El rostro de Dios es un enigma que acompañará a la humanidad por el resto de su existencia, debido a que las deidades -en general- son proyecciones culturales y espirituales de cada sociedad.

Dios y las diferencias culturales

Echando un vistazo al pasado, por ejemplo, notaremos que diferentes culturas han tenido deidades con características comunes según distintas necesidades. La fertilidad es una deidad muy corriente en la mayoría de las civilizaciones, pero caracterizada de manera distinta de acuerdo con el imaginario colectivo de los sujetos sociales.

Ahora vayamos a algo más micro. Si analizamos el debate entre dos creyentes de la misma fe, daremos cuenta que ambos tienen ligeras diferencias sobre cómo actúa o cómo es su supuesta apariencia.

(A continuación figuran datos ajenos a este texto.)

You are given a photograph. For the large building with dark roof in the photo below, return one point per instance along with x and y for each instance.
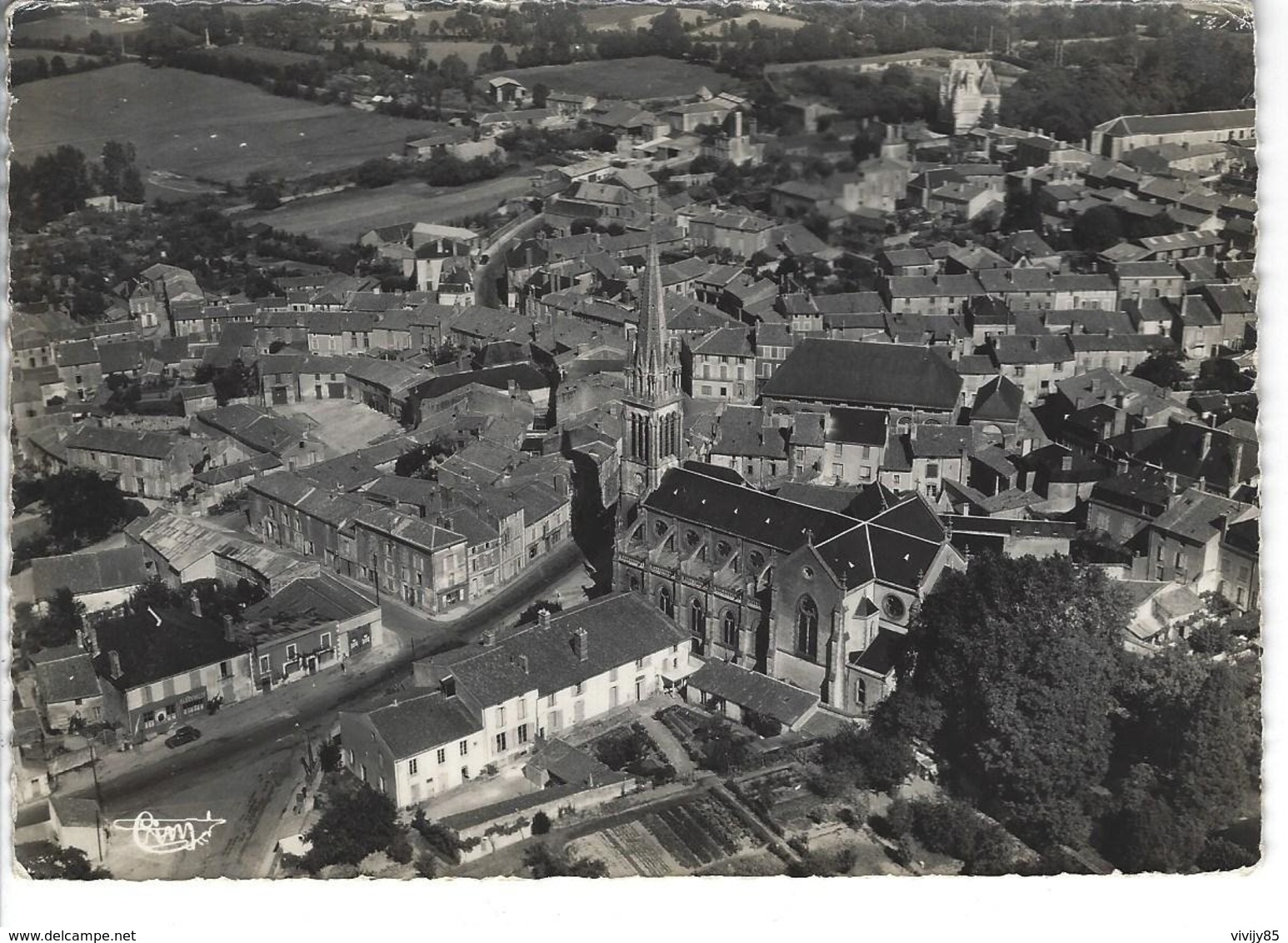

¿Quién tiene razón? Pues ninguno y nadie la tendrá, debido a que Dios pasa a ser una interpretación colectiva, que puede diferir según el universo simbólico de los colectivos sociales.

El rostro de Dios

Lo que sí puede haber es un acercamiento a cómo estos colectivos interpretan a Dios. Un estudio elaborado por la Universidad de Carolina del Norte consultó a 511 cristianos estadounidenses para reconstruir el “rostro de Dios”.

La prueba consistió en la visualización de cientos de caras que variaban aleatoriamente en grupos de dos. El participante tenía elegir la imagen de cada par que se parecía más al aspecto que atribuían a Dios.

Con los resultados obtenidos, el sistema combinaba todas las imágenes para construir una imagen compuesta de la cara de Dios.

El resultado es lo que ves a continuación.

EL ROSTRO DE DIOS
El aspecto más probable (der.) y menos probable de Dios según los cristianos estadounidenses

“La gente suele proyectar sus creencias y rasgos en los demás, y nuestro estudio muestra que la apariencia de Dios no es diferente: las personas creen en un Dios que no solo piensa como ellos, sino que se parece a ellos”, explica Kurt Gray, autor principal del estudio, a PLoS ONE.

El egocentrismo

Lo que señala Gray es lo más natural cuando se trata de interpretar algo tan etéreo: la imposición del yo frente a lo desconocido. Sin embargo, esta práctica incurre en algo que puede resultar peligroso si es que no somos conscientes de la experiencia de los demás.

“La tendencia de la gente a creer en un Dios que se parece a ellos es consistente con un sesgo egocéntrico”, concluye el estudio.

Curiosamente, a pesar del sesgo egocentrista, tanto hombres como mujeres se imaginaron a un Dios masculino.